Please cite paprica as:

Please follow the citation guidelines here.

What should you do if something goes wrong?

Bioinformatics involves a lot of troubleshooting. This can be frustrating, but is in the end a good thing because it teaches us how to do stuff. To get paprica to work you’ll have to install a few core bioinformatics programs. If you’re a Linux whiz this is trivial. If you’re not it can be a little intimidating. If something goes wrong with the installation of one of the core programs (e.g. pplacer, Infernal, Seqmagick, pathway-tools, RAxML) please refer to the documentation for those programs and refer any questions to those development teams. If something seems wrong with paprica itself (i.e. you’ve verified that Infernal is installed and running, but paprica throws an error trying to use it) open an issue in Github. I’ll get on it as quick as possible.

If you’re having trouble with basic installation tasks that result from idiosyncrasies of your system, or lack of familiarity with Linux/Unix, I’m happy to help. I do ask however, that you take an active role in solving these problems. Very often the information you need is already out there on various forums.

The basics

Paprica is a pipeline to determine community structure and conduct a metabolic inference on a collection of 16S rRNA gene sequences. Given a set of 16S rRNA gene sequences the pipeline returns a collection of metabolic pathways and enzymes with EC numbers that are expected for the observed taxa. It also returns some useful expected genome parameters, including genomic plasticity, size, number of coding sequences, 16S rRNA gene copy number, and number of genetic elements (see the Output Files section for a complete list). For bacteria and archaea, the abundance of each genome, EC number, and metabolic pathway will be corrected for 16S rRNA gene copy number. In this way paprica gives direct access to both community structure and metabolic structure data for your collection of 16S rRNA gene libraries. Paprica was designed with the analysis of large 16S rRNA gene sequence libraries in mind, such as those generated by 454 or Illumina sequencing, but is also appropriate for small datasets.
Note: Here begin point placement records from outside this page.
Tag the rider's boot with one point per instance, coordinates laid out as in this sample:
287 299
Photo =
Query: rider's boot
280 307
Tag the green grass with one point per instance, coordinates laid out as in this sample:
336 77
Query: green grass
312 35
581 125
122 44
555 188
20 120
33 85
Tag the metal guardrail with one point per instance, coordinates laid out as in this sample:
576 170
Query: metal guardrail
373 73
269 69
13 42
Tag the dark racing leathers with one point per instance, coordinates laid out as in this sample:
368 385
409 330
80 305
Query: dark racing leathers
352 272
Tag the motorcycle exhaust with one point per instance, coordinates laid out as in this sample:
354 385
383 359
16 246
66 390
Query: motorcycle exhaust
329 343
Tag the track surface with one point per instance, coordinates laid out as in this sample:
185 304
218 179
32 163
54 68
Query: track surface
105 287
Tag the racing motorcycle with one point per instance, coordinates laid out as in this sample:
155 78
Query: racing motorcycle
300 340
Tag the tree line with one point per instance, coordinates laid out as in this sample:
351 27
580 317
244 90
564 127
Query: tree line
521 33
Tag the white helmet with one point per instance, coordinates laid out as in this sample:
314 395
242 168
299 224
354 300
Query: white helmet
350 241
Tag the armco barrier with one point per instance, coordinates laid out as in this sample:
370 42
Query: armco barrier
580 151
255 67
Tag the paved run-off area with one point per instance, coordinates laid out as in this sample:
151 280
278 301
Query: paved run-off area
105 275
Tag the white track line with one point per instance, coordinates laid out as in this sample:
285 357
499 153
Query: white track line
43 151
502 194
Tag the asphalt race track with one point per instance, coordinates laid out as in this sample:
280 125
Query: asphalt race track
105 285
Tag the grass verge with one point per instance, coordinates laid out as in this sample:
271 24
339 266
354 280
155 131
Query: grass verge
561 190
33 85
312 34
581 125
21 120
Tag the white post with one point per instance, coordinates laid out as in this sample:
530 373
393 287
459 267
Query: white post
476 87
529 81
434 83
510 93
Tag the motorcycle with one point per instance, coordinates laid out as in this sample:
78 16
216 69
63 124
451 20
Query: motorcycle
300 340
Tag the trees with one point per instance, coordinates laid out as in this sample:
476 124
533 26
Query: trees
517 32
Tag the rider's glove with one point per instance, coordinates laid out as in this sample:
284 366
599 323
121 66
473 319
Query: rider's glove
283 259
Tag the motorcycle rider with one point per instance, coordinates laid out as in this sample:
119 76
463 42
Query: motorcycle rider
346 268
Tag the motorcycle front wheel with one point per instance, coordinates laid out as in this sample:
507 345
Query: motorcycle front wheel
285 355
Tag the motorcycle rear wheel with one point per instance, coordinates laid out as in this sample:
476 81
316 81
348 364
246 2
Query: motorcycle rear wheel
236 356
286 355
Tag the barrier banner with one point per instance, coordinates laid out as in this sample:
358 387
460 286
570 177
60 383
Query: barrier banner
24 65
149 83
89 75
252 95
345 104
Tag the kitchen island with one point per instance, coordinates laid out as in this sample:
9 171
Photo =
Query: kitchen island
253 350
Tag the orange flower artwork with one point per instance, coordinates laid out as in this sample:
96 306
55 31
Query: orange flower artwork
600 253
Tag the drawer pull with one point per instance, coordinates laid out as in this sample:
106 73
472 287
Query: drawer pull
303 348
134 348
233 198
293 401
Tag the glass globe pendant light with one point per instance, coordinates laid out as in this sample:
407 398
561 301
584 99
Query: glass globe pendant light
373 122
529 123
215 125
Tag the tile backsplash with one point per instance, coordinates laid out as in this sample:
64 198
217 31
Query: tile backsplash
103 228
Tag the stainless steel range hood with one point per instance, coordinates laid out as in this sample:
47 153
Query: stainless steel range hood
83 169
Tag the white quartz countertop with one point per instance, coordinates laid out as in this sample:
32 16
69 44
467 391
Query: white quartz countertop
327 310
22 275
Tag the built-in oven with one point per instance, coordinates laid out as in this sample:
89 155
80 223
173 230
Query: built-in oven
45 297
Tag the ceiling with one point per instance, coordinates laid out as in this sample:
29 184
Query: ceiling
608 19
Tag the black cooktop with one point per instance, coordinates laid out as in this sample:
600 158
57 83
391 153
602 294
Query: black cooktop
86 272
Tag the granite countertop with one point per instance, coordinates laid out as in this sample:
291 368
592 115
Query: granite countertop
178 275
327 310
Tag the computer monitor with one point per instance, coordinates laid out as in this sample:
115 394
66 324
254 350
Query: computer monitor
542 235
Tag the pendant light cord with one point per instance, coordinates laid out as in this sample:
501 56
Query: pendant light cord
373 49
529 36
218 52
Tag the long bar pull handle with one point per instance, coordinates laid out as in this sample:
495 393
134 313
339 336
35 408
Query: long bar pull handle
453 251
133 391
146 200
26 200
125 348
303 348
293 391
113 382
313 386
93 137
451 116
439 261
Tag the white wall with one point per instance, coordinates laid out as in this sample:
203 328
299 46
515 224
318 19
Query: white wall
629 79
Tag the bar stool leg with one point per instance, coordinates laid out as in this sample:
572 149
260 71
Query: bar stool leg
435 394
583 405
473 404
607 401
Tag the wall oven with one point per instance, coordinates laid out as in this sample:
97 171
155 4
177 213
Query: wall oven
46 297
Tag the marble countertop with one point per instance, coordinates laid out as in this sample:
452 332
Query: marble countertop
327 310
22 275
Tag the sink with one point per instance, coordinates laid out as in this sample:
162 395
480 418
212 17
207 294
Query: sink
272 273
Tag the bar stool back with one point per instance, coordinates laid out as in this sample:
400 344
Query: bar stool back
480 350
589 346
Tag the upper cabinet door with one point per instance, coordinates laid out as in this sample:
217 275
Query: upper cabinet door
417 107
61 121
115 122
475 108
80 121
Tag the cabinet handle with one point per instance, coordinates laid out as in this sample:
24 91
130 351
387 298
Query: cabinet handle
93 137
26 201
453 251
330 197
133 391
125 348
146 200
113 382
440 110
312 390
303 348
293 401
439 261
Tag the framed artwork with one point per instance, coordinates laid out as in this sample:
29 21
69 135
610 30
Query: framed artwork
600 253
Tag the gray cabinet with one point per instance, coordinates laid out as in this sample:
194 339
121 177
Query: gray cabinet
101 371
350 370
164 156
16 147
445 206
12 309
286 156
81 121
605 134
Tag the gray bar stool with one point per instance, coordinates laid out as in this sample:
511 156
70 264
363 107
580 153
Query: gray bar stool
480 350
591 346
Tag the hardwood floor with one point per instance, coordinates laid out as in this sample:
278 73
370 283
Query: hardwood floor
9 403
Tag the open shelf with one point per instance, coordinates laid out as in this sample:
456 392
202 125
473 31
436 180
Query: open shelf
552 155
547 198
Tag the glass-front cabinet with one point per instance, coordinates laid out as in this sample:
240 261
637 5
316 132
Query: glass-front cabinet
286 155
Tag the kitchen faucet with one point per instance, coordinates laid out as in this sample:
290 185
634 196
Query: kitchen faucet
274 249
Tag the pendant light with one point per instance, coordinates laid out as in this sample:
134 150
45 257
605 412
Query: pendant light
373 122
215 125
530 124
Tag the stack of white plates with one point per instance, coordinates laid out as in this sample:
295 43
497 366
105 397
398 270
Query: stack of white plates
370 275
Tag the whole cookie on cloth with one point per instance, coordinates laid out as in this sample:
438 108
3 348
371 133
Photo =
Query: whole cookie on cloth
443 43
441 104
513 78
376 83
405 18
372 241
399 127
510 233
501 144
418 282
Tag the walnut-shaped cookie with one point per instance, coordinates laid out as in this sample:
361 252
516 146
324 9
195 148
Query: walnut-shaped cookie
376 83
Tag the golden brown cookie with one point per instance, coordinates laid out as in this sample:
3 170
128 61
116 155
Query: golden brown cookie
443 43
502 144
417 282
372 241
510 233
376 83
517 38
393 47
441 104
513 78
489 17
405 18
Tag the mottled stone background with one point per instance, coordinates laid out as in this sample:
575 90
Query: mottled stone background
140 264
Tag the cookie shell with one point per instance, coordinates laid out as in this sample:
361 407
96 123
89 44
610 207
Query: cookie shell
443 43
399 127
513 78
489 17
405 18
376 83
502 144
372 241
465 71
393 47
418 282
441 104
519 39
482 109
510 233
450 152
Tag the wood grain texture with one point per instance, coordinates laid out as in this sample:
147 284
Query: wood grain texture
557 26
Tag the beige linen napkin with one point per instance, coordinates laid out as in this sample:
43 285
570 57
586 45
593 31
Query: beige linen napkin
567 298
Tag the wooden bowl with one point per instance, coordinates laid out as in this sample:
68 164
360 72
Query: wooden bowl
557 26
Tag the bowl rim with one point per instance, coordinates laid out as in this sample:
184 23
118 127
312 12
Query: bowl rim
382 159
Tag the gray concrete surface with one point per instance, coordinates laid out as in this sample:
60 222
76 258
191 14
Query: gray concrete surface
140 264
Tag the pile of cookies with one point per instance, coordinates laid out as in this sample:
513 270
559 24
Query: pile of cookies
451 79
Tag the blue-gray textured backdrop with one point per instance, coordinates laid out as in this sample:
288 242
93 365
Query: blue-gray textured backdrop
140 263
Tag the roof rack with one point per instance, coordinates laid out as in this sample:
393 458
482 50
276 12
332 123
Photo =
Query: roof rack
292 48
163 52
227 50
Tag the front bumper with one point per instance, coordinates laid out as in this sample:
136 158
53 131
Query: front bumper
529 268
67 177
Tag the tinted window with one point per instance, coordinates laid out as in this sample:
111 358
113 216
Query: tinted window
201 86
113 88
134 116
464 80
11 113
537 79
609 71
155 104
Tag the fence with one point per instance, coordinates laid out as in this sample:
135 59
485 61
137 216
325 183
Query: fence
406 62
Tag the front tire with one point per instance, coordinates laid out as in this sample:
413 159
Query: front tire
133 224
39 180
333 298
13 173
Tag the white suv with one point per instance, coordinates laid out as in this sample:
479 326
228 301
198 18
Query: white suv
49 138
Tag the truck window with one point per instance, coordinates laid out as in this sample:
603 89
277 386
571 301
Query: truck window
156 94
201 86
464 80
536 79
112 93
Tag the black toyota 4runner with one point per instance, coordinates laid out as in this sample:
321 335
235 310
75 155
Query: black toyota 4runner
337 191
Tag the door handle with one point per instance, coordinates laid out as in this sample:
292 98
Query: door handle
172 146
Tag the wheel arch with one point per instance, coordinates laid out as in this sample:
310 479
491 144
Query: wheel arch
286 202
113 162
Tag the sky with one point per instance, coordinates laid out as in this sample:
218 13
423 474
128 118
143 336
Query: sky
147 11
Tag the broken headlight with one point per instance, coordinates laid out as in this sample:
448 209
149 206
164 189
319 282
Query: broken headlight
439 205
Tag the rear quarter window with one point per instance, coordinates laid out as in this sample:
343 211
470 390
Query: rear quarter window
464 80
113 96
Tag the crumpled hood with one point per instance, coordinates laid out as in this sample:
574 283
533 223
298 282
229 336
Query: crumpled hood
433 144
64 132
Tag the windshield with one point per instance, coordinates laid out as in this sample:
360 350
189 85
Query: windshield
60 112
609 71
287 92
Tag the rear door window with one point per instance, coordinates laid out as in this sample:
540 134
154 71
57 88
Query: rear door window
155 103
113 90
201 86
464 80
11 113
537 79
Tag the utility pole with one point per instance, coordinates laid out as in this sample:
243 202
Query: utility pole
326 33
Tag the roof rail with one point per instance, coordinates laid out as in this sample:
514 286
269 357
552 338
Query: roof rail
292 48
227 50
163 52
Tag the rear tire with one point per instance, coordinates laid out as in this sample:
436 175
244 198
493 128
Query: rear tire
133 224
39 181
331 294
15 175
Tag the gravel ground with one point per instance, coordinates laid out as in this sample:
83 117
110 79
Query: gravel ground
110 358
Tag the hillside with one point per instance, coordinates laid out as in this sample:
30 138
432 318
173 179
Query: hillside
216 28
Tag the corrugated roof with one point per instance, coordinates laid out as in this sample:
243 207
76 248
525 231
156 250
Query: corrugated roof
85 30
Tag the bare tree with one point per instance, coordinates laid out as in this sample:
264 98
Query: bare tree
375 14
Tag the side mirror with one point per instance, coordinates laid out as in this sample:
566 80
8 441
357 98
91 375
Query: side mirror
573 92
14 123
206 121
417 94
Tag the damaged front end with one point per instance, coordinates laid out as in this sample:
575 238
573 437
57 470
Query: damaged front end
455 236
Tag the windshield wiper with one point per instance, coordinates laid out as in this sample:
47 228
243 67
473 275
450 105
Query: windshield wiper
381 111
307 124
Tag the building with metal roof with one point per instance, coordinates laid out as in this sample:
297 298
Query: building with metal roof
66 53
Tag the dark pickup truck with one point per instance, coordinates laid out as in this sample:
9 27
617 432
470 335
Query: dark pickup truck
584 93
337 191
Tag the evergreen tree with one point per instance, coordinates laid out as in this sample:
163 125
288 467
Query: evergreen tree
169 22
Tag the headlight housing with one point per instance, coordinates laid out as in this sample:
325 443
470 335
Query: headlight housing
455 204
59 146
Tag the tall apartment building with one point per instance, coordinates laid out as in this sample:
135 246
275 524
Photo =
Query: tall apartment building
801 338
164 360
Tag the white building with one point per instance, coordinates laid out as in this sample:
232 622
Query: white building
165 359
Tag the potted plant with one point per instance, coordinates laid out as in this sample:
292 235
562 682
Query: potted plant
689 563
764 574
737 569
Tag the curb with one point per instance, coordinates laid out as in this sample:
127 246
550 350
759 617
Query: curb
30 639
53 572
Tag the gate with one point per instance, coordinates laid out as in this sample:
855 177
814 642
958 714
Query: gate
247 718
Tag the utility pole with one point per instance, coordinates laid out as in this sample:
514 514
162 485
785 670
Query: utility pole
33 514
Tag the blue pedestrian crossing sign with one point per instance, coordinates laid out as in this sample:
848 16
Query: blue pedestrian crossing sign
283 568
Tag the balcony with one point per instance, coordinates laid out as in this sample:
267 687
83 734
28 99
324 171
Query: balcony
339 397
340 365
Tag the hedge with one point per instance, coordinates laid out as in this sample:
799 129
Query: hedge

There are two options for running paprica. If you would like to generate the database from scratch use the guidelines in the paprica-build.sh script and follow this tutorial. Building the database from scratch isn’t recommended unless you have a specific reason for wanting to do so. If you would like to skip the (time and space intensive) database build, you can ignore this step and simply use paprica-run.sh. Reasons you might want to build the database from scratch include:

  • You can update it from Genbank as often as you like.
  • You have access to your own collection of PGDBs which you can explore with the pathway-tools software.
  • You can add custom draft genomes to it that are not included in the pool of completed Genbank genomes.
  • You can assign EC numbers to genomes if they are missing.